CAST: Liam Neeson, Ed Harris, Joel Kinnaman, Boyd Holbrook, Vincent D’Onofrio, Genesis Rodriguez DIRECTION: Jaume Collet-Serra GENRE: Action DURATION: 1 hour 56 minutes
CAST: Liam Neeson, Ed Harris, Joel Kinnaman, Boyd Holbrook, Vincent D’Onofrio, Genesis Rodriguez DIRECTION: Jaume Collet-Serra GENRE: Action DURATION: 1 hour 56 minutes

STORY: Jimmy Conlon (Neeson) is a retired mafia hitman. He receives a call one night about his estranged son Mike (Kinnaman) being in mortal danger. While helping out his son, Jimmy kills his former boss Shawn’s (Harris) son Danny (Holbrook). This sets Shawn and Jimmy on a collision course.

REVIEW: Mike’s mother passed away a while back and his dad Jimmy sought solace in the bottom of a Scotch bottle, when not rubbing people off for a living. Now a limousine driver with a family of his own, Mike drops off two clients to an apartment and is then witness to a murder committed by Danny. The latter tries to kill Mike in his house, but Jimmy takes Danny out just in time. When Jimmy telephones Shawn and almost casually informs him that he has killed Danny, there are no temper meltdowns. Instead, there’s just a mutual resignation towards the inevitable; Jimmy tells Shawn that they are going to approach the point of no return. What we then have is classic Neeson – rumbling voice and lumbering gait – all the way.
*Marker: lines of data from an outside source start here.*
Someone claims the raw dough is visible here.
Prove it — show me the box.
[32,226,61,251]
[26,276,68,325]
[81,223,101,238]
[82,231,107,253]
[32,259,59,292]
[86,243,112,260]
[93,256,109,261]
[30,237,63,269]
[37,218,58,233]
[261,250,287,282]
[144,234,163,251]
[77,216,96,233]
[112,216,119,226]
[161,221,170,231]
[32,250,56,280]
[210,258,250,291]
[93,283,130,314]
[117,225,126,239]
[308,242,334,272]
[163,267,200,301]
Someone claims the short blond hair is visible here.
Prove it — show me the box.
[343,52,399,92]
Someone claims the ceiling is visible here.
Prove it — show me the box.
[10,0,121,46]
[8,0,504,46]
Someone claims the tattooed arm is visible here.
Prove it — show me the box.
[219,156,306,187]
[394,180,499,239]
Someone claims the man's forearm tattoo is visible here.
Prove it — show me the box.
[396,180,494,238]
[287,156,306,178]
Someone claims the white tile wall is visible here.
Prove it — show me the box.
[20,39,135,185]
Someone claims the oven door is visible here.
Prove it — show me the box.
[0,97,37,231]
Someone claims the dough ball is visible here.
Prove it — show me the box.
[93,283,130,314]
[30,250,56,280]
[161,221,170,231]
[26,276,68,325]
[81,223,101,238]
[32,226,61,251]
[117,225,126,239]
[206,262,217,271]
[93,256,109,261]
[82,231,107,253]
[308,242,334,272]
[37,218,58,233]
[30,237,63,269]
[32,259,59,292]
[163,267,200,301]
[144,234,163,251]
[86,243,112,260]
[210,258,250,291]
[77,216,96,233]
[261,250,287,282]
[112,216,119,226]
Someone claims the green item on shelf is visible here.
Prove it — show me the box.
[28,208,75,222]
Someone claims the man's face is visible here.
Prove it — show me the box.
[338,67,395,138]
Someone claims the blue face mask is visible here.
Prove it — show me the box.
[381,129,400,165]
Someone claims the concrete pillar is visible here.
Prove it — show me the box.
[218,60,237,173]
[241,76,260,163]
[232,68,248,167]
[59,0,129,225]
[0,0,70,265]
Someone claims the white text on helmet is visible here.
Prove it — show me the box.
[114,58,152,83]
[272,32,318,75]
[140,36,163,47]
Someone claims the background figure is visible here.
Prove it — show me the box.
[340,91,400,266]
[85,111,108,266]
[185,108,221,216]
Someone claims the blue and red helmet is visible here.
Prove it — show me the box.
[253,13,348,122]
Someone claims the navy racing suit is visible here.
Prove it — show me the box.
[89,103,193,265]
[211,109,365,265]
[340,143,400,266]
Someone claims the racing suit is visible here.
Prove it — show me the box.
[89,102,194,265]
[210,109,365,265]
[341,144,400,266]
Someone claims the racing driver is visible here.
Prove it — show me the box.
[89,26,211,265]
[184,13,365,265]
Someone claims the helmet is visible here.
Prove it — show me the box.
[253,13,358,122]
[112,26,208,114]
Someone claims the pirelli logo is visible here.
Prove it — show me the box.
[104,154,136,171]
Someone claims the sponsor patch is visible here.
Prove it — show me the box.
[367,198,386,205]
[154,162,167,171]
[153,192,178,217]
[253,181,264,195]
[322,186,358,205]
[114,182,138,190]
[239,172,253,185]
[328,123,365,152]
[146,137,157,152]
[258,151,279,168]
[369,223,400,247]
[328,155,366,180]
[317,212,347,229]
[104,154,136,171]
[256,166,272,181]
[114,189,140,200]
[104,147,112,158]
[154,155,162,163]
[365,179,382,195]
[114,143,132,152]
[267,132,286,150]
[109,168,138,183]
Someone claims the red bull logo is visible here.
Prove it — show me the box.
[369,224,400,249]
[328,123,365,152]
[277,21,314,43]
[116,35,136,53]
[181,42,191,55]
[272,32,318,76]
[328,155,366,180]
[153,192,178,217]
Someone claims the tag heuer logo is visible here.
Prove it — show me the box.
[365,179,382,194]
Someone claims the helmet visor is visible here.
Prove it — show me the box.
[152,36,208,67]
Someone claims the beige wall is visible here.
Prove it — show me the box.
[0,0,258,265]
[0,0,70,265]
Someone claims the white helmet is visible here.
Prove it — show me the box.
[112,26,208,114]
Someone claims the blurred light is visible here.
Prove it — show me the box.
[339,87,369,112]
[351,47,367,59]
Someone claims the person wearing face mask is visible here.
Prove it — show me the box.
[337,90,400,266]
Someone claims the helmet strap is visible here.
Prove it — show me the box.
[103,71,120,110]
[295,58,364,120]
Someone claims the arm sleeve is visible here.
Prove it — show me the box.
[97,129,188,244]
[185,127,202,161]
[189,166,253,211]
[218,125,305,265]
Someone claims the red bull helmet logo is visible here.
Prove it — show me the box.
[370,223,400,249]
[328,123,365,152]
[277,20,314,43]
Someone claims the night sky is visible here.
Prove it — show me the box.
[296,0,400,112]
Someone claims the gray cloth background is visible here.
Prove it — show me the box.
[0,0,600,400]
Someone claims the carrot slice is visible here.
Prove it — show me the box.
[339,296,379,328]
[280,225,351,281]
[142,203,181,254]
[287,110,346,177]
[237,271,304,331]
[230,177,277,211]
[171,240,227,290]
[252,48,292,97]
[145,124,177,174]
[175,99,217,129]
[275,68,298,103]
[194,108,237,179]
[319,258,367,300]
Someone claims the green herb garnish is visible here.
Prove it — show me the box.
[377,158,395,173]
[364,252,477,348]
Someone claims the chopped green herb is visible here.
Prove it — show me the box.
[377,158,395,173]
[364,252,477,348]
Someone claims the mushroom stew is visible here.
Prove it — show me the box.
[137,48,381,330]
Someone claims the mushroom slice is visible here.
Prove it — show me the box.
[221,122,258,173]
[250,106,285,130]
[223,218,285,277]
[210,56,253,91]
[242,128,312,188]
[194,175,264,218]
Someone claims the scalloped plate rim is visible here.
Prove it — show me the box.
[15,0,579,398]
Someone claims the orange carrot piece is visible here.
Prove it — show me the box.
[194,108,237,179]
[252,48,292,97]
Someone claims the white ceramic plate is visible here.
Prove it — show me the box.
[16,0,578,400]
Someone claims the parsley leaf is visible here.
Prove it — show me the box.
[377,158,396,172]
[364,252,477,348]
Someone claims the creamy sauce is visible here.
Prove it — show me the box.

Mike’s abandonment issues are convincingly portrayed. Jimmy’s character is wonderfully nuanced and D’Onofrio’s NYPD detective seems tailor-made. Lit by a thousand neon lights at night and soundtracked by the distant wailing of police sirens, Collet-Serra makes the mean streets of New York (Brooklyn and Queens, mostly) look surreal and fraught with danger at every turn. There’s plenty of atmosphere to boot, thanks to cinematographer Martin Ruhe’s interesting use of quadrants in his framing technique, adding to the movie’s general sense of urgency. Run… is somewhat lacking in suspense, but that is forgivable.

We’ve seen Neeson play a tough-as-nails retired cop/hitman/special forces person who rescues various members of his family/public, who also finds his own redemption in the process, for a while now. But somehow, he manages to rock this role every single time, giving action heroes half his age a run for their money. It’s like he’s perfected it down to an art. Albeit an ageing ass-kicker, the Irishman clearly still has what it takes.